5. Aids Regulatory Compliance
With AI, banks can realize regulatory authority and avoid large-scale defaults. Banks in India and around the world have always been subject to strict regulations to fight financial crime. As a result, banks are required to know their customers, prevent money laundering, monitor transactions, and more. AI virtual assistants are used today to comply with all such regulatory needs. JPMorgan, for example, has recently introduced their Contract Intelligence (COIN) platform which can analyze legal documents to extract crucial data points and clauses. Such an AI system can reduce the time taken to execute tasks — 360,000 hours — down to mere seconds.
6. Detects and Reduces Fraud
AI-powered automated fraud detection systems can seamlessly detect anomalies and improve the accuracy of credit card fraud detection. This is done by analyzing variables such as the shopper’s behavior, location, and buying habits to spot events that are out of order. This is essentially how new fraud detection platforms (such as Plaid) work.
The strategic investment of Citibank in Feedzai reiterates the importance of AI in the banking ecosystem. Feedzai is a data science platform that functions in real time to identify fraud in both digital and in-person banking with the help of large-scale data analysis.
7. Enhances Customer Support and Experience
Since AI systems can simultaneously churn multiple data points, they can also quickly learn about the needs and preferences of customers.
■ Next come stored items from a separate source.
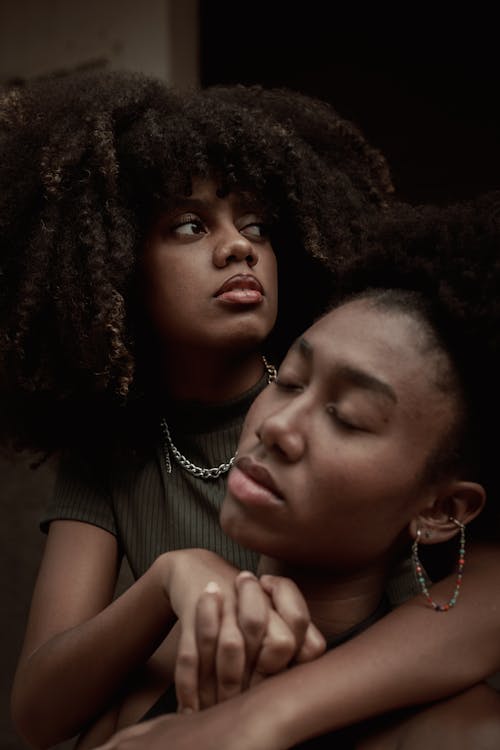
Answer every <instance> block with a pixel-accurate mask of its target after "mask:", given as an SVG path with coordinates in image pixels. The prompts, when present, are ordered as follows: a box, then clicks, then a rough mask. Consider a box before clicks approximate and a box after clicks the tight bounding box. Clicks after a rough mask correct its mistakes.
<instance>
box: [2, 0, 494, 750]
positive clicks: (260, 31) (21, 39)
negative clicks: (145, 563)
mask: <svg viewBox="0 0 500 750" xmlns="http://www.w3.org/2000/svg"><path fill="white" fill-rule="evenodd" d="M174 2H176V3H179V4H180V3H182V2H184V0H174ZM52 5H53V4H52ZM373 5H374V4H373ZM435 5H437V4H435ZM51 7H52V6H51ZM370 7H371V6H369V9H368V10H367V8H366V7H365V6H362V5H356V6H355V7H353V8H352V10H346V8H344V7H343V6H342V10H340V9H339V4H338V3H335V2H332V0H330V1H328V0H323V1H322V2H318V1H317V0H309V1H308V2H298V3H292V2H291V1H289V2H279V1H278V0H267V2H262V1H261V0H254V2H246V3H245V2H243V1H242V0H232V1H231V2H228V1H227V0H200V2H199V13H200V83H201V85H202V86H207V85H210V84H215V83H246V84H250V83H261V84H264V85H266V86H288V87H290V88H292V89H296V90H299V91H302V92H304V93H307V94H311V95H314V96H318V97H319V98H321V99H324V100H326V101H329V102H331V103H332V104H333V106H334V107H335V108H336V109H337V110H338V112H339V114H341V115H343V116H344V117H346V118H348V119H350V120H352V121H353V122H355V123H356V124H357V125H358V126H359V127H360V128H361V130H362V131H363V132H364V134H365V135H366V137H367V139H368V141H369V142H370V143H371V144H372V145H373V146H376V147H378V148H380V149H381V150H382V151H383V153H384V154H385V155H386V157H387V159H388V161H389V164H390V165H391V168H392V173H393V178H394V182H395V185H396V188H397V190H398V193H399V195H400V197H401V198H405V199H407V200H411V201H418V202H420V201H438V202H445V201H449V200H458V199H465V198H469V197H473V196H474V195H476V194H477V193H479V192H483V191H485V190H490V189H495V188H500V138H499V133H500V103H499V98H500V85H499V84H500V59H499V58H500V55H499V54H498V52H497V50H498V47H499V44H498V41H497V39H496V38H494V35H495V34H496V30H497V26H496V22H494V20H493V19H491V18H488V17H487V16H486V15H485V14H484V9H481V8H480V7H479V6H477V5H475V6H473V7H472V8H471V7H470V6H469V7H467V8H466V9H465V11H463V12H462V13H463V15H462V16H460V15H459V14H460V11H459V10H458V9H457V8H456V7H453V9H452V11H450V12H449V15H448V16H446V17H444V11H441V17H440V18H438V17H437V11H436V7H429V8H427V7H426V6H425V5H423V4H422V3H419V4H418V5H416V4H415V5H409V4H407V3H405V4H404V7H402V9H401V11H400V12H399V16H398V15H397V12H396V11H394V10H392V9H391V11H390V12H389V10H388V9H384V7H383V6H381V5H380V3H379V4H377V7H376V8H375V9H374V10H371V9H370ZM328 11H329V12H330V13H331V18H329V17H327V15H328ZM176 41H177V42H178V44H179V45H181V46H182V45H183V38H182V36H181V37H179V38H178V39H176ZM25 43H26V40H24V39H19V54H20V55H22V54H23V50H24V48H25ZM184 44H186V42H185V40H184ZM53 481H54V467H53V466H52V465H50V464H47V465H45V466H43V467H42V468H41V469H39V470H38V471H36V472H33V471H31V470H30V469H29V459H23V460H22V461H21V462H20V463H18V464H10V463H8V462H5V461H4V460H3V459H2V458H1V457H0V494H1V499H2V507H3V511H4V520H3V523H2V525H1V526H0V547H1V549H2V553H3V565H2V571H1V572H2V578H1V580H0V588H1V590H2V596H3V598H4V602H5V610H6V614H5V616H4V618H3V619H2V621H1V623H0V641H1V643H2V654H1V663H2V669H1V670H0V671H1V674H0V699H1V700H0V702H1V705H0V748H1V749H2V750H21V748H25V745H24V743H22V741H21V740H20V739H19V738H18V737H16V736H15V734H14V732H13V731H12V728H11V727H10V721H9V718H8V694H9V691H10V684H11V681H12V675H13V671H14V667H15V664H16V661H17V657H18V653H19V649H20V646H21V642H22V637H23V632H24V625H25V620H26V615H27V610H28V605H29V600H30V596H31V590H32V586H33V583H34V580H35V575H36V570H37V566H38V561H39V559H40V556H41V552H42V547H43V536H42V534H40V532H39V531H38V519H39V517H40V514H41V512H42V509H43V507H44V506H45V505H46V504H47V502H48V498H49V496H50V493H51V491H52V484H53ZM127 580H129V579H128V578H127V574H126V571H125V575H124V578H123V585H126V582H127ZM496 684H498V686H499V687H500V678H498V680H497V683H496ZM71 746H72V743H71V742H68V743H64V744H63V745H60V746H59V750H69V748H70V747H71Z"/></svg>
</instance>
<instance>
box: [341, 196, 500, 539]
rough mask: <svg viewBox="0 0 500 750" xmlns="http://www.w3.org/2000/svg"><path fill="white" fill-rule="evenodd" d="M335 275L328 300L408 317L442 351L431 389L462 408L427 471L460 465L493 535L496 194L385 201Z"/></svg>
mask: <svg viewBox="0 0 500 750" xmlns="http://www.w3.org/2000/svg"><path fill="white" fill-rule="evenodd" d="M337 273H338V278H337V290H336V295H335V296H336V300H335V303H338V302H340V301H343V300H345V299H349V298H352V297H353V296H354V297H359V296H362V297H363V296H365V297H366V296H367V297H370V298H372V299H373V300H374V303H375V304H377V305H382V306H386V307H389V308H392V309H401V310H403V311H404V310H406V311H407V312H409V313H410V314H416V315H417V318H420V320H421V321H422V322H423V323H424V325H425V326H426V327H427V329H428V331H429V333H430V341H431V342H432V340H434V345H435V347H437V348H438V349H441V350H443V351H445V352H446V353H447V355H448V357H449V360H450V362H451V368H452V369H451V370H450V371H449V372H446V371H444V372H442V373H441V378H440V382H439V383H438V385H439V386H440V387H441V388H443V389H444V390H446V391H447V392H450V393H455V394H456V396H457V403H458V404H460V405H461V413H460V414H459V415H458V417H459V418H458V419H457V424H456V425H455V427H454V429H453V430H452V432H451V434H450V435H449V436H447V437H446V439H445V440H444V442H443V444H442V445H440V446H439V448H438V450H437V451H436V453H435V454H434V455H433V456H431V459H430V461H429V463H428V467H427V470H428V472H429V474H434V475H435V474H439V473H442V472H447V471H448V470H449V469H450V468H451V467H453V468H458V469H460V468H462V469H463V470H464V471H465V473H466V474H467V477H466V478H467V479H471V480H474V481H478V482H479V483H481V484H483V486H484V487H485V488H486V492H487V495H488V498H489V502H488V503H487V506H486V512H484V513H482V514H481V515H480V516H479V517H478V518H477V519H476V521H475V522H474V524H473V527H474V528H475V530H476V533H479V534H480V535H482V536H483V537H484V536H493V537H494V538H496V539H498V536H499V532H500V508H499V502H498V498H499V496H500V479H499V475H498V469H497V464H498V444H497V441H496V436H497V430H498V424H499V423H500V399H499V390H498V389H499V383H500V297H499V289H500V191H495V192H490V193H488V194H485V195H482V196H479V197H478V198H477V199H475V200H472V201H468V202H463V203H458V204H453V205H449V206H444V207H433V206H420V207H418V206H414V207H411V206H403V205H400V206H397V207H396V206H393V209H391V211H389V212H387V213H386V214H385V216H384V217H381V220H380V221H377V225H376V226H374V230H373V233H372V234H371V237H370V241H369V242H363V243H362V244H361V245H360V247H359V248H358V250H357V252H356V253H355V254H353V255H351V257H350V258H343V259H340V260H338V261H337ZM428 338H429V337H428Z"/></svg>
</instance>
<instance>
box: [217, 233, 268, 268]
mask: <svg viewBox="0 0 500 750" xmlns="http://www.w3.org/2000/svg"><path fill="white" fill-rule="evenodd" d="M213 260H214V264H215V265H216V266H217V268H224V266H227V265H229V263H238V262H241V261H246V263H247V264H248V266H249V267H250V268H252V267H253V266H255V264H256V263H257V261H258V260H259V256H258V253H257V249H256V248H255V246H254V245H253V244H252V242H250V240H249V239H248V238H247V237H245V236H244V235H242V234H241V233H240V232H239V231H238V230H237V229H236V227H235V226H233V225H231V226H230V227H225V228H224V229H221V231H220V236H219V237H218V238H217V242H216V245H215V248H214V253H213Z"/></svg>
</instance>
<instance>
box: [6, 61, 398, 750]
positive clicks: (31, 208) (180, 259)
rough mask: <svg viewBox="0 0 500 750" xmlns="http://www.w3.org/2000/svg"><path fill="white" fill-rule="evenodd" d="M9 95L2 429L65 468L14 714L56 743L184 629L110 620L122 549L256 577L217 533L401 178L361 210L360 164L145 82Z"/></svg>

Further analysis of behavioral patterns enables banks to combine information from various channels such as transactional histories, queries, searches, and even social media accounts. As a result, they can extend personalized products to every customer, significantly boosting retention. And that’s not all — virtual assistants are improving customer experience in banking at every touchpoint. For instance, Bank of America has introduced a smart virtual assistant named Erica that can leverage predictive analytics and cognitive messaging to extend automated financial advisory services to more than 45 million banking customers.
As banks prioritize strategic technological advancements, AI is taking centerstage. Banks are increasingly finding use cases for AI in verticals such as security and business intelligence (at the banking end) and conversational interfaces (at the customer end). Although the approach differs from one bank to another, one thing is certain — the AI revolution in banking is here to stay.